5 min to read
Upgrading EKS Clusters!
Upgrades are always fun

Upgrading EKS the hard way!
Let me set the scene: 12 EKS clusters, spread across different clients, running on Kubernetes 1.22, and a mountain of potential complexity waiting to explode. This is the story of how I transformed a potential nightmare into a surgical precision upgrade operation.
In previous posts I talked about managed Kubernetes services that span all major cloud providers, this is definitely a big win for all engineers that work and manage Kubernetes workloads as upgrades tend to be somewhat quick and safe, whereas having your own Kubernetes vanilla distribution running on multiple virtual machines can be a real nightmare!
The Initial Landscape: A Kubernetes Pressure Cooker
Imagine inheriting a system with:
- 12 uniquely configured EKS clusters
- Clients with varying levels of tolerance for downtime
- A Kubernetes version that was rapidly approaching end-of-support (This was literally the main reason for this as AWS was changing the pricing of the old versions in order to push us, the customers, to upgrade to newest versions)
- A mix of critical and non-critical workloads
Spoiler alert: This wasn’t going to be a simple kubectl upgrade
situation or terraform apply -y
out of the box. 🚨
The Battle Plan: Terraform, Communication, and Nerves of Steel
Step 1: Reconnaissance and Mapping
First, I created a comprehensive inventory:
locals {
cluster_upgrade_map = {
"client-a-prod" = { priority = "high", maintenance_window = "off-peak" }
"client-b-staging" = { priority = "medium", maintenance_window = "weekend" }
"client-c-dev" = { priority = "low", maintenance_window = "anytime" }
# ... and 9 more clusters
}
}
The Terraform Upgrade Module: Our Secret Weapon
resource "aws_eks_cluster" "upgraded_cluster" {
# Base cluster configuration
name = var.cluster_name
version = "1.29" # Target Kubernetes version
# Controlled, phased upgrade strategy
upgrade_policy {
max_unavailable_percentage = 33%
drain_strategy = "carefully"
}
# Node group version alignment
node_group_version = "1.29"
}
The Communication Symphony
Client Coordination: Like Conducting an Orchestra 🎼
- Created detailed upgrade runbooks for each client
- Mapped out exact maintenance windows
- Prepared rollback plans (always have a Plan B!)
Communication Template
Dear [Client],
Upcoming Kubernetes Upgrade Details:
- Current Version: 1.22
- Target Version: 1.29
- Estimated Downtime: 15-30 minutes
- Maintenance Window: [Specific Date/Time]

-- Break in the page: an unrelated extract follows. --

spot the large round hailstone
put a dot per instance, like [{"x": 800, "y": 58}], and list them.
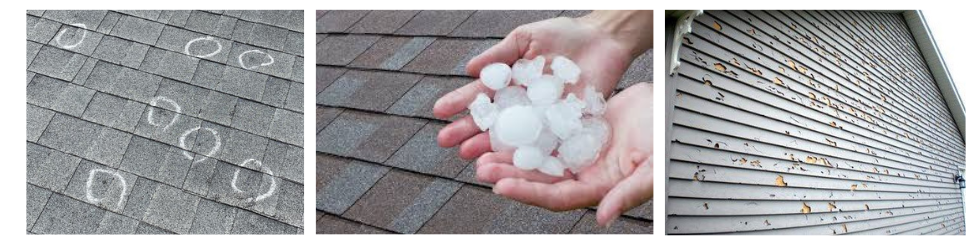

- Rollback Capability: ✅ Fully Prepared
The Upgrade Phases: A Strategic Ballet
Phase 1: Non-Critical Clusters
- Started with development and staging environments on environments that had no critical workloads.

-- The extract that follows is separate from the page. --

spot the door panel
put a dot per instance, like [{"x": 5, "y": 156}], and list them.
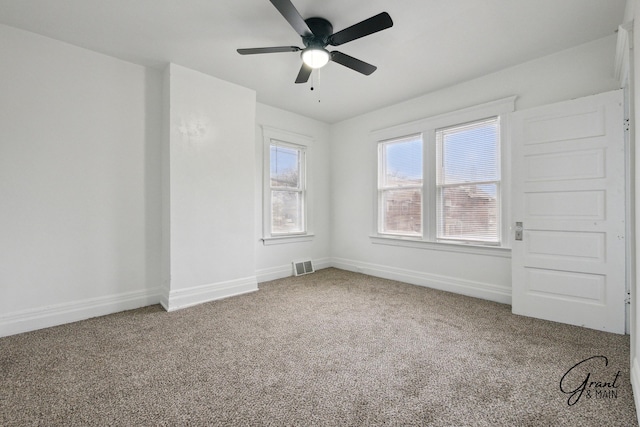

- Validated upgrade procedures on test clusters. This was one of the most key points on defining the best approach and testing the changes to somewhat real environments.
- Collected initial learnings and potential pitfalls.
Phase 2: Staging and Pre-Prod
- Applied learnings from Phase 1
- More rigorous testing and monitoring in place, which consisted on monitoring the current workloads in the clusters and how they acted after the new nodes were created with the new kubernetes versions.
- Increased monitoring and alert sensitivity
Phase 3: Production Clusters
- Surgical precision mode activated
- Staggered upgrades are a way to perform upgrades in phases, rather than all at once. So that’s why we did on specific clients/environments in specific dates that were confirmed by all the customers.
- Minute-by-minute monitoring
Terraform Magic: Making Complex Look Simple
module "eks_cluster_upgrades" {
source = "my-org/eks-upgrade/aws"
version = "1.0.0"
for_each = local.cluster_upgrade_map
cluster_name = each.key
target_version = "1.29"
priority = each.value.priority
maintenance_window = each.value.maintenance_window
}
War Stories and Lessons Learned 🏆
Unexpected Challenges
- Some legacy Helm charts required updates and some of the engineers that built them were no longer in the company, a classic scenario in this lovely IT world!
- Certain container images were version-specific and had to be updated, so some refactor was done with the help of the engineers.
- Some Kubernetes objects needed to be updated as the versions constraints from alpha to beta to stable.
Pro Tips for the Brave
- Always have a rollback plan.
- Test, test, and test again on lower environments.
- Communication is 90% of the battle, executing the plan communicated is just 10%. As crazy as it sounds that is the real truth.
- Automate everything possible as this will save your life from doing human errors, and believe me, human errors due happen, and there are some situations on where a simple letter can explode all the infrastructure.
The Aftermath: A Hero’s Reflection
- 12 clusters upgraded ✅
- Zero unplanned downtimes ✅
- Minimal client disruption ✅
- Personal sanity mostly intact 😅
Final Thoughts: Kubernetes is a Journey, Not a Destination
Upgrading isn’t just about bumping version numbers. It’s about understanding systems, managing expectations, and executing with precision in order to not disrupt any high sensitive workloads, and most importantly, not affecting the end users of your applications.
To my fellow infrastructure engineers: Stay curious, stay prepared, and always have a good coffee nearby. ☕🚀
May your upgrades be smooth and your downtime minimal!
Build On!